Start-up business owners seem to have great difficulty writing out their business plans. Getting through this process is always a great help in building and expanding your business into the future so don't skip creating this excellent planning tool. A business plan is not just a one-time exercise. It is a process that parallels, indeed proceeds, your business as it develops. Here are six easy steps that will put you on the right path to produce a worthwhile and useful business plan:
- Write out your basic business concept. Use point form or prose. Write it with a pen or on the computer. It doesn't matter so much how you do it as it does that you commit it to paper or hard drive -- that you actually do it; that you make it real. Whether it's one page or several, hand written or computer printed, put it into a folder or binder where you can keep it safe, readily accessible, and add to it, or modify it, later.
- Gather together all of the information you can find on the feasibility, function, specifics and process of your business idea. Document all of this in your business plan. Make it real. Rough it out first and then fill in the detail. Jot down points. Write what you know.
- Focus your ideas and refine your concept into a more formalized presentation based on the information you have gathered.
- Outline the specifics of your business. Be detailed but don't worry about order or appearance. Perhaps using the famous "who, what, where, why, and how" writing approach might be useful for this process. Begin to expend the points to paragraphs.

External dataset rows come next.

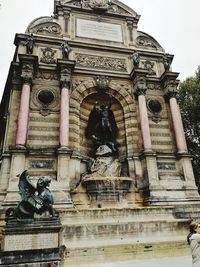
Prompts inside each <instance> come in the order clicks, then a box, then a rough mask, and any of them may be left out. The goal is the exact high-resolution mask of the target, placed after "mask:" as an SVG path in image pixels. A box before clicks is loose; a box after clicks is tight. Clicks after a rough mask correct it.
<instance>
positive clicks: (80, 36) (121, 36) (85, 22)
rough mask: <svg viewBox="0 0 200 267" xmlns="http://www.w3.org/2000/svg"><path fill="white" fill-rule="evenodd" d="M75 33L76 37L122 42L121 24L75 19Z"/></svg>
mask: <svg viewBox="0 0 200 267" xmlns="http://www.w3.org/2000/svg"><path fill="white" fill-rule="evenodd" d="M76 34H77V36H78V37H85V38H92V39H98V40H105V41H113V42H120V43H121V42H122V40H123V39H122V28H121V25H117V24H111V23H105V22H97V21H90V20H85V19H77V29H76Z"/></svg>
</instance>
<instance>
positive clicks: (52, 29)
mask: <svg viewBox="0 0 200 267" xmlns="http://www.w3.org/2000/svg"><path fill="white" fill-rule="evenodd" d="M53 20H54V19H53V18H52V17H40V18H37V19H35V20H34V21H32V22H31V23H30V24H29V26H28V28H27V30H26V32H29V33H35V34H42V35H43V34H44V35H61V31H62V29H61V26H60V25H59V24H58V23H57V22H55V21H53Z"/></svg>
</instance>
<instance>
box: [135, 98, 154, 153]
mask: <svg viewBox="0 0 200 267" xmlns="http://www.w3.org/2000/svg"><path fill="white" fill-rule="evenodd" d="M138 104H139V111H140V123H141V130H142V138H143V145H144V151H152V147H151V135H150V128H149V119H148V114H147V107H146V99H145V96H144V95H143V94H141V95H139V96H138Z"/></svg>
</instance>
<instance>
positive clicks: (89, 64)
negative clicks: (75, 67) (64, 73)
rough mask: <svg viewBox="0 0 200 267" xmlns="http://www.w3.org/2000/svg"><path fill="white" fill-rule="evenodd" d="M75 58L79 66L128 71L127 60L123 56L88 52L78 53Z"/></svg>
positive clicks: (115, 70) (105, 69)
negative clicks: (87, 53) (101, 55)
mask: <svg viewBox="0 0 200 267" xmlns="http://www.w3.org/2000/svg"><path fill="white" fill-rule="evenodd" d="M75 58H76V65H77V66H81V67H88V68H94V69H105V70H112V71H122V72H127V65H126V60H125V59H123V58H112V57H101V56H93V55H86V54H76V55H75Z"/></svg>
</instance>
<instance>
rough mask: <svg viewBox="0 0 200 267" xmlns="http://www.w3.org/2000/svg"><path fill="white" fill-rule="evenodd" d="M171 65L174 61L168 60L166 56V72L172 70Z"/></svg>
mask: <svg viewBox="0 0 200 267" xmlns="http://www.w3.org/2000/svg"><path fill="white" fill-rule="evenodd" d="M171 64H172V60H171V59H170V58H168V57H167V56H164V57H163V65H164V69H165V71H169V70H170V67H171Z"/></svg>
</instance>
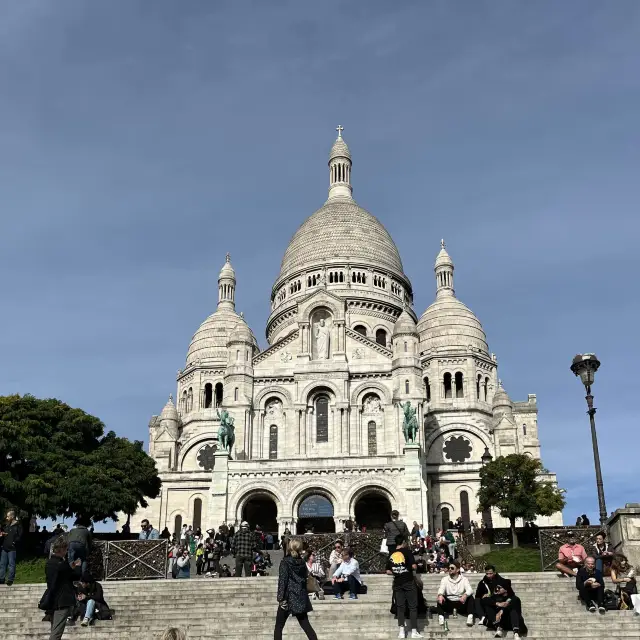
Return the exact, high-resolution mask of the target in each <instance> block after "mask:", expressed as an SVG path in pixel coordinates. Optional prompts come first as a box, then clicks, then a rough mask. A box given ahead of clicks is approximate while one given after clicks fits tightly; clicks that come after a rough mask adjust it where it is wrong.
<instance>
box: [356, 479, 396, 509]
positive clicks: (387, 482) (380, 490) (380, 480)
mask: <svg viewBox="0 0 640 640" xmlns="http://www.w3.org/2000/svg"><path fill="white" fill-rule="evenodd" d="M366 493H378V494H380V495H382V496H384V497H385V498H387V499H388V500H389V502H390V503H391V508H392V509H398V511H402V509H399V508H398V502H399V501H398V496H397V495H396V493H395V491H394V487H393V485H392V484H391V483H390V482H386V481H384V480H382V479H380V478H376V479H375V482H374V483H372V482H371V479H365V480H362V481H361V482H358V483H357V484H356V485H355V486H354V487H352V488H351V489H350V490H349V492H348V493H347V497H346V498H345V503H346V504H347V505H348V513H349V514H350V515H353V514H354V512H355V505H356V502H358V500H359V499H360V498H361V497H362V496H363V495H365V494H366Z"/></svg>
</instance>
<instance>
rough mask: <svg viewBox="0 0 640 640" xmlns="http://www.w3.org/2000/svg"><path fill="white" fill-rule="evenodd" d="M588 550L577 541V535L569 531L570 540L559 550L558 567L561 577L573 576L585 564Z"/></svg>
mask: <svg viewBox="0 0 640 640" xmlns="http://www.w3.org/2000/svg"><path fill="white" fill-rule="evenodd" d="M586 558H587V552H586V551H585V550H584V547H583V546H582V545H581V544H578V543H577V541H576V536H575V535H574V534H573V533H571V532H569V542H568V543H567V544H563V545H562V546H561V547H560V549H559V550H558V564H556V569H557V570H558V571H559V572H560V577H561V578H562V577H570V578H573V577H574V576H575V575H576V574H577V573H578V569H580V567H582V566H583V565H584V561H585V560H586Z"/></svg>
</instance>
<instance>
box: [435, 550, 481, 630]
mask: <svg viewBox="0 0 640 640" xmlns="http://www.w3.org/2000/svg"><path fill="white" fill-rule="evenodd" d="M473 607H474V605H473V589H472V588H471V585H470V584H469V580H468V579H467V578H465V577H464V576H462V575H460V563H459V562H458V561H457V560H453V561H452V562H450V563H449V567H448V575H446V576H445V577H444V578H442V580H441V581H440V587H439V588H438V607H437V609H438V623H439V624H441V625H443V624H444V617H445V615H448V614H450V613H451V612H452V611H454V610H455V611H458V612H459V613H463V614H466V616H467V626H468V627H472V626H473Z"/></svg>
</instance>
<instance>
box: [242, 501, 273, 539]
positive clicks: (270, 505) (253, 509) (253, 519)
mask: <svg viewBox="0 0 640 640" xmlns="http://www.w3.org/2000/svg"><path fill="white" fill-rule="evenodd" d="M242 519H243V520H246V521H247V522H248V523H249V526H250V527H251V529H252V530H254V529H255V528H256V526H259V527H260V528H261V529H262V530H263V531H264V532H265V533H267V532H268V533H272V534H275V535H276V536H277V535H278V507H277V505H276V503H275V501H274V500H273V498H272V497H271V496H270V495H267V494H258V495H255V496H252V497H251V498H249V500H247V502H246V504H245V505H244V507H243V509H242Z"/></svg>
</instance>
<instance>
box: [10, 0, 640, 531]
mask: <svg viewBox="0 0 640 640" xmlns="http://www.w3.org/2000/svg"><path fill="white" fill-rule="evenodd" d="M639 59H640V3H638V2H637V1H636V0H616V2H610V3H602V2H591V1H588V0H564V1H563V2H555V1H552V0H548V1H547V0H539V1H538V2H535V3H534V2H525V1H519V0H493V1H491V2H485V1H482V0H458V1H456V2H450V1H444V0H443V1H433V0H430V1H424V0H418V1H415V2H411V1H408V0H406V1H402V2H396V3H389V2H387V1H377V0H366V1H365V0H354V1H353V2H349V3H345V2H336V1H334V0H324V1H323V2H322V3H318V2H299V1H296V0H291V1H286V0H277V1H276V0H271V1H270V2H262V1H258V0H256V1H254V2H245V1H244V0H233V2H232V1H222V0H220V1H215V2H214V1H210V0H189V1H188V2H175V1H173V0H155V1H153V2H151V1H150V0H147V1H146V2H143V1H138V0H111V1H110V2H86V1H84V0H58V1H57V2H47V1H46V0H0V86H1V87H2V91H1V92H0V273H1V274H2V304H1V306H0V309H1V313H0V393H1V394H10V393H32V394H34V395H36V396H39V397H57V398H60V399H62V400H64V401H66V402H67V403H69V404H71V405H74V406H78V407H81V408H83V409H84V410H85V411H88V412H89V413H92V414H94V415H97V416H99V417H100V418H101V419H102V420H103V421H104V422H105V424H106V426H107V428H108V429H113V430H115V431H116V432H117V433H118V434H119V435H124V436H127V437H129V438H132V439H140V440H145V441H146V440H147V437H148V430H147V424H148V421H149V418H150V416H151V415H152V414H157V413H159V412H160V410H161V409H162V407H163V405H164V403H165V402H166V399H167V396H168V395H169V393H174V394H175V374H176V371H177V370H178V369H179V368H181V367H183V366H184V359H185V356H186V352H187V347H188V345H189V341H190V339H191V336H192V334H193V333H194V332H195V330H196V329H197V328H198V326H199V325H200V323H201V322H202V321H203V320H204V319H205V318H206V317H207V315H209V314H210V313H211V312H212V311H213V310H214V309H215V304H216V301H217V275H218V272H219V270H220V267H221V266H222V264H223V262H224V256H225V253H226V252H227V251H228V252H230V253H231V256H232V262H233V266H234V268H235V270H236V274H237V278H238V285H237V293H236V300H237V309H238V310H239V311H243V312H244V314H245V317H246V319H247V321H248V322H249V324H250V326H251V327H252V329H253V331H254V333H255V334H256V336H258V339H259V341H260V344H261V346H262V347H264V346H265V345H266V340H265V337H264V328H265V324H266V319H267V316H268V314H269V300H270V292H271V287H272V284H273V282H274V281H275V279H276V277H277V275H278V271H279V266H280V261H281V259H282V256H283V254H284V251H285V249H286V247H287V244H288V242H289V239H290V237H291V236H292V234H293V233H294V231H295V230H296V228H297V227H298V226H299V225H300V224H301V223H302V222H303V220H304V219H305V218H306V217H307V216H309V215H310V214H311V213H312V212H313V211H315V210H316V209H317V208H318V207H319V206H321V205H322V203H323V202H324V200H325V199H326V194H327V187H328V170H327V166H326V162H327V155H328V152H329V149H330V147H331V144H332V143H333V140H334V139H335V135H336V133H335V127H336V125H338V124H342V125H343V126H344V134H343V135H344V137H345V139H346V141H347V142H348V144H349V146H350V149H351V153H352V157H353V176H352V181H353V185H354V197H355V198H356V200H357V201H358V203H359V204H360V205H362V206H364V207H365V208H366V209H368V210H369V211H371V212H372V213H373V214H374V215H376V216H377V217H378V218H379V219H380V220H381V221H382V222H383V224H384V225H385V226H386V227H387V229H388V230H389V232H390V233H391V235H392V237H393V238H394V240H395V242H396V244H397V245H398V247H399V250H400V253H401V255H402V259H403V262H404V267H405V272H406V273H407V275H408V276H409V277H410V279H411V281H412V283H413V289H414V294H415V311H416V313H417V314H418V316H419V315H421V313H422V312H423V311H424V309H426V307H427V306H428V305H429V304H430V303H431V302H432V301H433V299H434V295H435V279H434V275H433V261H434V259H435V256H436V254H437V252H438V250H439V248H440V244H439V243H440V238H445V239H446V242H447V248H448V250H449V252H450V254H451V256H452V258H453V260H454V262H455V267H456V271H455V285H456V293H457V295H458V297H459V298H460V299H461V300H462V301H464V302H465V303H466V304H467V305H468V306H469V307H470V308H471V309H472V310H473V311H474V312H475V313H476V315H477V316H478V317H479V319H480V320H481V322H482V323H483V326H484V328H485V330H486V332H487V336H488V341H489V346H490V349H491V351H493V352H495V353H496V354H497V357H498V366H499V375H500V377H501V379H502V380H503V383H504V386H505V388H506V390H507V391H508V393H509V394H510V396H511V397H512V399H514V400H524V399H526V397H527V394H528V393H536V394H537V397H538V404H539V409H540V413H539V419H538V424H539V431H540V439H541V442H542V452H543V459H544V463H545V466H547V467H548V468H549V469H550V470H553V471H555V472H556V473H557V474H558V482H559V485H560V486H561V487H563V488H565V489H566V490H567V494H566V495H567V500H568V504H567V508H566V509H565V521H566V522H570V523H572V522H573V521H575V518H576V516H577V515H579V514H581V513H583V512H586V513H587V514H589V516H590V517H591V520H592V521H597V515H598V503H597V495H596V488H595V476H594V466H593V454H592V447H591V439H590V434H589V422H588V417H587V415H586V404H585V400H584V388H583V387H582V385H581V384H580V382H579V380H578V379H576V378H575V377H574V376H573V374H572V373H571V371H570V370H569V366H570V364H571V359H572V358H573V356H574V355H575V354H576V353H583V352H595V353H596V354H597V355H598V357H599V359H600V360H601V362H602V365H601V368H600V370H599V372H598V374H597V376H596V382H595V385H594V387H593V392H594V395H595V405H596V407H597V408H598V413H597V416H596V420H597V426H598V433H599V437H600V455H601V459H602V470H603V475H604V484H605V491H606V498H607V508H608V511H613V510H614V509H616V508H618V507H622V506H624V504H625V503H627V502H635V501H638V500H639V499H640V496H638V494H637V491H634V490H633V489H632V487H635V486H637V470H636V468H635V463H634V462H633V461H634V459H635V458H636V452H637V451H638V449H639V447H640V428H639V425H638V417H637V412H636V410H634V402H635V400H636V398H637V397H638V391H637V389H638V387H637V385H638V378H637V375H636V372H637V361H638V356H639V355H640V354H639V349H638V343H637V341H636V340H635V339H633V336H634V334H635V332H636V329H637V325H638V320H637V318H638V314H639V312H640V300H639V293H640V286H639V285H638V278H639V276H640V273H639V272H640V257H639V253H638V250H637V239H638V236H639V234H640V221H639V219H638V200H639V198H638V195H639V193H638V191H639V185H640V180H639V179H638V175H639V174H638V169H639V163H640V124H639V122H640V120H639V118H638V113H640V75H639V74H638V60H639Z"/></svg>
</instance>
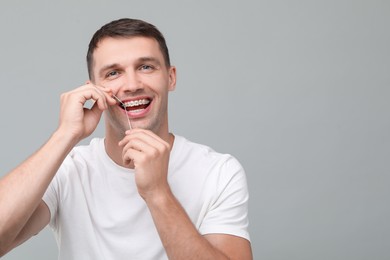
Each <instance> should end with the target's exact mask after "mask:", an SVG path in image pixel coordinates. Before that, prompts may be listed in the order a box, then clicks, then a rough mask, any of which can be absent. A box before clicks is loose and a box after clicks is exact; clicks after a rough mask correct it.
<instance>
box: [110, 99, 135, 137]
mask: <svg viewBox="0 0 390 260" xmlns="http://www.w3.org/2000/svg"><path fill="white" fill-rule="evenodd" d="M112 97H113V98H114V99H115V100H116V101H118V102H119V103H120V104H121V105H122V106H123V108H124V109H125V110H126V106H125V104H124V103H123V102H122V101H121V100H120V99H119V98H118V97H117V96H115V95H114V94H112ZM126 118H127V122H128V123H129V128H130V130H131V129H132V127H131V123H130V119H129V117H128V116H127V115H126Z"/></svg>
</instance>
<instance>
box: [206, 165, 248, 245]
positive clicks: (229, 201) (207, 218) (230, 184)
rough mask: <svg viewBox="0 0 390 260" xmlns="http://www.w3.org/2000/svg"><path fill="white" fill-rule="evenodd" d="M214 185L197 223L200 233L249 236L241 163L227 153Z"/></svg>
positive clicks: (242, 173)
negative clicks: (209, 200)
mask: <svg viewBox="0 0 390 260" xmlns="http://www.w3.org/2000/svg"><path fill="white" fill-rule="evenodd" d="M215 189H216V192H215V197H214V199H213V201H212V203H211V205H210V207H209V210H208V212H207V214H206V216H205V218H204V220H203V222H202V224H201V226H200V229H199V231H200V233H201V234H212V233H223V234H230V235H235V236H239V237H243V238H245V239H247V240H250V237H249V232H248V225H249V221H248V200H249V193H248V186H247V180H246V176H245V171H244V169H243V167H242V166H241V164H240V163H239V162H238V161H237V160H236V159H235V158H234V157H229V159H227V160H226V161H225V162H224V163H223V164H222V166H221V167H220V171H219V176H218V179H217V184H216V186H214V191H215Z"/></svg>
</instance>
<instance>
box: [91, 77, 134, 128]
mask: <svg viewBox="0 0 390 260" xmlns="http://www.w3.org/2000/svg"><path fill="white" fill-rule="evenodd" d="M96 86H97V85H96ZM100 87H102V88H105V87H104V86H100ZM111 97H113V98H114V99H115V100H116V101H118V102H119V103H120V104H121V105H122V106H123V108H124V109H125V110H126V106H125V104H124V103H123V102H122V100H120V99H119V98H118V97H117V96H115V95H114V94H112V95H111ZM126 118H127V123H129V130H131V129H133V128H132V127H131V123H130V119H129V117H128V116H127V114H126Z"/></svg>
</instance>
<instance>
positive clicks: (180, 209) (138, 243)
mask: <svg viewBox="0 0 390 260" xmlns="http://www.w3.org/2000/svg"><path fill="white" fill-rule="evenodd" d="M87 63H88V72H89V77H90V81H88V82H87V84H85V85H84V86H81V87H79V88H77V89H75V90H73V91H70V92H68V93H65V94H63V95H62V96H61V111H60V123H59V126H58V128H57V130H56V131H55V132H54V133H53V135H52V136H51V137H50V138H49V140H48V141H47V143H46V144H45V145H43V146H42V147H41V148H40V149H39V150H38V151H37V152H36V153H35V154H33V155H32V156H31V157H30V158H29V159H27V160H26V161H25V162H24V163H22V164H21V165H20V166H19V167H17V168H16V169H15V170H13V171H12V172H11V173H9V174H8V175H6V176H5V177H4V178H3V179H1V180H0V250H1V252H0V253H1V254H0V255H3V254H5V253H6V252H8V251H9V250H11V249H12V248H14V247H16V246H17V245H19V244H21V243H23V242H24V241H25V240H27V239H29V238H30V237H31V236H33V235H35V234H36V233H38V232H39V231H40V230H42V229H43V228H44V227H45V226H46V225H47V224H50V226H51V227H52V228H53V230H54V232H55V235H56V238H57V242H58V245H59V258H60V259H167V258H169V259H251V258H252V253H251V246H250V242H249V235H248V231H247V226H248V219H247V200H248V193H247V186H246V179H245V174H244V171H243V169H242V167H241V166H240V164H239V163H238V162H237V161H236V160H235V159H234V158H233V157H232V156H229V155H223V154H218V153H216V152H214V151H213V150H211V149H210V148H208V147H206V146H202V145H199V144H194V143H191V142H190V141H188V140H186V139H185V138H183V137H181V136H177V135H176V136H175V135H173V134H172V133H170V132H169V128H168V114H167V107H168V92H169V91H172V90H174V88H175V86H176V68H175V67H174V66H171V65H170V61H169V54H168V49H167V47H166V44H165V40H164V37H163V35H162V34H161V33H160V32H159V31H158V30H157V29H156V28H155V27H154V26H153V25H151V24H149V23H146V22H144V21H140V20H133V19H120V20H117V21H113V22H111V23H109V24H107V25H105V26H103V27H102V28H101V29H100V30H98V31H97V32H96V33H95V35H94V36H93V38H92V40H91V42H90V45H89V50H88V54H87ZM91 99H92V100H94V101H95V103H94V105H93V106H92V108H91V109H87V108H84V104H85V102H86V101H87V100H91ZM118 100H119V101H118ZM103 111H105V112H104V116H105V131H106V134H105V138H104V139H98V138H95V139H93V140H92V141H91V143H90V144H89V145H88V146H78V147H75V145H76V144H77V143H78V142H79V141H80V140H82V139H84V138H85V137H88V136H89V135H91V134H92V133H93V131H94V130H95V128H96V126H97V124H98V122H99V120H100V117H101V115H102V113H103ZM130 128H131V129H130Z"/></svg>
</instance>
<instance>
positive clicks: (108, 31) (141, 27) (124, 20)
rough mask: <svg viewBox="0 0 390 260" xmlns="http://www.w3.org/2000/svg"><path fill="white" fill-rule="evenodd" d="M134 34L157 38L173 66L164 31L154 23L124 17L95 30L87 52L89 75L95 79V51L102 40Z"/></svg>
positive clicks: (159, 45) (125, 36) (115, 37)
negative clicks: (157, 27) (169, 55)
mask: <svg viewBox="0 0 390 260" xmlns="http://www.w3.org/2000/svg"><path fill="white" fill-rule="evenodd" d="M134 36H143V37H149V38H153V39H155V40H156V41H157V42H158V44H159V46H160V50H161V52H162V54H163V57H164V60H165V64H166V65H167V67H170V66H171V62H170V59H169V51H168V47H167V44H166V42H165V38H164V36H163V35H162V33H161V32H160V31H159V30H158V29H157V28H156V27H155V26H154V25H152V24H150V23H147V22H145V21H142V20H138V19H130V18H122V19H119V20H115V21H112V22H110V23H107V24H105V25H103V26H102V27H101V28H100V29H99V30H97V31H96V32H95V34H94V35H93V37H92V39H91V41H90V42H89V46H88V52H87V66H88V75H89V78H90V79H91V80H93V71H92V68H93V52H94V51H95V49H96V48H97V45H98V44H99V42H100V41H102V40H103V39H105V38H108V37H111V38H130V37H134Z"/></svg>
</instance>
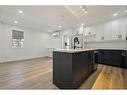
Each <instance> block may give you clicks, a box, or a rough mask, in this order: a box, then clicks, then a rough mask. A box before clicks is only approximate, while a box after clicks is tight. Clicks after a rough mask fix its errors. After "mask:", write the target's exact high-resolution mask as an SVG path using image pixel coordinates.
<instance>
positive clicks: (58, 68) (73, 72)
mask: <svg viewBox="0 0 127 95" xmlns="http://www.w3.org/2000/svg"><path fill="white" fill-rule="evenodd" d="M93 71H94V68H93V51H83V52H75V53H68V52H57V51H54V52H53V83H54V84H55V85H56V86H57V87H59V88H61V89H75V88H78V87H79V86H80V85H81V83H83V82H84V81H85V79H86V78H87V77H88V76H89V75H90V74H91V73H92V72H93Z"/></svg>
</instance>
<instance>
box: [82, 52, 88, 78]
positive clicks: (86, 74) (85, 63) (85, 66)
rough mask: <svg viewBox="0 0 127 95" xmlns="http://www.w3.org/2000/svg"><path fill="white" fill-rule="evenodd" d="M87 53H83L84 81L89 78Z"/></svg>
mask: <svg viewBox="0 0 127 95" xmlns="http://www.w3.org/2000/svg"><path fill="white" fill-rule="evenodd" d="M87 60H88V59H87V52H83V53H82V80H84V79H86V78H87V76H88V62H87Z"/></svg>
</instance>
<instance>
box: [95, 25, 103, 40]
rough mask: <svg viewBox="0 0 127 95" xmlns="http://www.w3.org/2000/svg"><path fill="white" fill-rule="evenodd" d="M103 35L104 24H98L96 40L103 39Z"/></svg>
mask: <svg viewBox="0 0 127 95" xmlns="http://www.w3.org/2000/svg"><path fill="white" fill-rule="evenodd" d="M102 36H103V24H98V25H97V31H96V41H101V40H102Z"/></svg>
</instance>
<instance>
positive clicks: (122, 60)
mask: <svg viewBox="0 0 127 95" xmlns="http://www.w3.org/2000/svg"><path fill="white" fill-rule="evenodd" d="M121 54H122V51H118V50H117V51H116V50H114V51H112V60H113V63H112V64H113V65H114V66H120V67H123V64H124V63H123V58H122V55H121Z"/></svg>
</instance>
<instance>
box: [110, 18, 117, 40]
mask: <svg viewBox="0 0 127 95" xmlns="http://www.w3.org/2000/svg"><path fill="white" fill-rule="evenodd" d="M118 35H119V20H114V21H111V40H116V39H118Z"/></svg>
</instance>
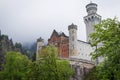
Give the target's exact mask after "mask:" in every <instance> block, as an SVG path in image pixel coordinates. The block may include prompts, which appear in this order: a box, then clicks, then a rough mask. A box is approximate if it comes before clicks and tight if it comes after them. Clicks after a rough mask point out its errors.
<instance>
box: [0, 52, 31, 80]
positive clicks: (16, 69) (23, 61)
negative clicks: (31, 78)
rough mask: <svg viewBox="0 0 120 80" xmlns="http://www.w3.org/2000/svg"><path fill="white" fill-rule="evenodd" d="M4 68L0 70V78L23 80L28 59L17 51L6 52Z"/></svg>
mask: <svg viewBox="0 0 120 80" xmlns="http://www.w3.org/2000/svg"><path fill="white" fill-rule="evenodd" d="M5 58H6V63H5V64H4V65H3V66H4V70H2V71H1V72H0V80H25V76H26V73H27V71H28V66H29V63H30V61H29V59H28V58H27V57H26V56H24V55H22V54H21V53H19V52H7V53H6V55H5Z"/></svg>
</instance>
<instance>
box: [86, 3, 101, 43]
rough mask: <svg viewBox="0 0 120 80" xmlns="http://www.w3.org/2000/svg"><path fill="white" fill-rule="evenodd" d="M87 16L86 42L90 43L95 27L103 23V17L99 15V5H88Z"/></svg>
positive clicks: (86, 20)
mask: <svg viewBox="0 0 120 80" xmlns="http://www.w3.org/2000/svg"><path fill="white" fill-rule="evenodd" d="M86 11H87V16H85V17H84V22H85V24H86V41H87V42H89V41H90V34H91V33H93V32H94V31H95V30H94V25H96V24H98V23H99V22H100V21H101V16H100V15H98V14H97V4H95V3H92V2H91V3H89V4H87V5H86Z"/></svg>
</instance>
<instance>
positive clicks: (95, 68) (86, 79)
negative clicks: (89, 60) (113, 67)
mask: <svg viewBox="0 0 120 80" xmlns="http://www.w3.org/2000/svg"><path fill="white" fill-rule="evenodd" d="M96 74H97V70H96V67H93V68H92V69H91V70H90V72H89V73H88V74H87V76H86V77H85V80H99V79H98V78H97V77H96Z"/></svg>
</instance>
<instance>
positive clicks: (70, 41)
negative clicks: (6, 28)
mask: <svg viewBox="0 0 120 80" xmlns="http://www.w3.org/2000/svg"><path fill="white" fill-rule="evenodd" d="M86 11H87V16H85V17H84V18H83V19H84V23H85V25H86V39H87V41H81V40H78V39H77V28H78V27H77V25H74V24H73V23H72V24H71V25H69V26H68V31H69V36H66V35H65V34H64V33H63V32H62V33H58V32H57V31H56V30H54V31H53V33H52V35H51V37H50V38H49V39H48V44H53V45H55V46H56V47H57V48H58V56H59V57H60V58H66V59H68V60H69V61H70V64H71V65H72V67H73V68H74V70H75V75H74V76H73V79H72V80H84V76H85V75H86V73H87V72H88V71H89V69H91V68H92V67H93V66H94V65H95V62H96V61H93V60H92V58H91V56H90V53H91V52H93V51H94V50H95V47H91V46H90V34H91V33H93V32H94V31H95V30H94V25H95V24H98V23H99V22H100V21H101V16H100V15H98V14H97V4H95V3H92V2H91V3H89V4H87V5H86ZM42 46H43V39H41V38H40V39H38V40H37V52H36V57H37V59H38V58H39V54H38V52H39V50H41V48H42ZM97 61H98V62H99V59H98V60H97Z"/></svg>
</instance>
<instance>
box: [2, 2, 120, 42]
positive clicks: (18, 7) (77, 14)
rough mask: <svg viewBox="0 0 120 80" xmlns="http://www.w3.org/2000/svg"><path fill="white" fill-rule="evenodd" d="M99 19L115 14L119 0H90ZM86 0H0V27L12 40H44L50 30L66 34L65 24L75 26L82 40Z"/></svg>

- Organize your plan into a suitable order with a compelling form that will not only give you insights and focus into your future business but will, at the same time, become a useful and valuable tool in dealing with business relationships (lawyer, banker, partners, investors, suppliers, etc.) that will likely become very important to you.
- Review one or more sample business plan forms available online or in various books, choose one that suits your needs, and fill it in as your first formalized business plan.
These first steps are the beginning of an on-going process that should become a regular part of your business regimen. Don't fail to plan. If you do, says Dr. Robert H. Schuller, American televangelist, pastor, and author, you are planning to fail!